Helen had been right all along.

58

‘So how was your day?’

The words sounded so alien, but she forced them out, all the while maintaining her broad smile.

‘It was fine, thanks.’

‘Were you working? Do you work?’

‘You know I work, Summer.’

His knowing reply rattled her, but she was not going to be weak. Not today.

‘What do you do?’

He looked at her and smiled.

‘You look pretty tonight,’ he eventually said.

‘Thank you. I… I wanted to make an effort.’

‘It shows.’

Ruby hesitated, looked at her lap, then lifting her gaze to his, carried on:

‘I also wanted to say sorry. For being unkind. I didn’t mean it.’

He was watching her, as if unsure whether to believe her or not.

‘I want us to be friends.’

He looked at her, but still said nothing. Not a smile, not a rebuke, nothing.

‘I get lonely down here, so if we could spend more time together, then…’

‘That’s all I want, Summer. That’s all I’ve ever wanted.’

The fervency in his voice took her by surprise. She tried to speak but fear was creeping up on her again now, robbing her of the power of speech.

‘It’s a clean slate for both of us, then,’ he went on. ‘So why don’t we spend the evening together? I’ll cook for us.’

He looked straight at her. He had a fire in his eyes that she hadn’t seen before.

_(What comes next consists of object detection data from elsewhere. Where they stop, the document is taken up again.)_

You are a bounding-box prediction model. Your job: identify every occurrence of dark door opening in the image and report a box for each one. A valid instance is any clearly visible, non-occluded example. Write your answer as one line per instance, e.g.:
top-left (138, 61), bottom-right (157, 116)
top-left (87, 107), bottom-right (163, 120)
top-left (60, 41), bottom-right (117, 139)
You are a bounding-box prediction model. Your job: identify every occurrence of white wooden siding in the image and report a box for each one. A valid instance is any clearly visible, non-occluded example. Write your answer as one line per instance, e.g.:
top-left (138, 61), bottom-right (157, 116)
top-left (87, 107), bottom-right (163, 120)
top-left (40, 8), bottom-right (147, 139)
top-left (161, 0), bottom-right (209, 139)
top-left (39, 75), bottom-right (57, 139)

‘It’ll be just like old times.’

59

Helen had no idea what she was doing here. But here she was – sitting in the Great Southern’s rooftop restaurant, opposite Daniel Briers.

‘I feel a bit of a fraud,’ Daniel Briers was saying, as he topped up her coffee. ‘I don’t have anything new to tell you and I’m sure you’d have been in touch if there’d been any developments. I guess I just wanted the company of someone who knew what I was going through.’

‘It’s fine. I wasn’t doing anything important,’ she lied.

‘Have I dragged you away from your family?’

‘No, nothing like that,’ Helen replied, artfully avoiding the question.

‘You get a bit stir crazy sitting in this room all day. I’ve tried to get out, but I don’t know my way around and… and truth be told I don’t really want to get to know this place. I feel happier here.’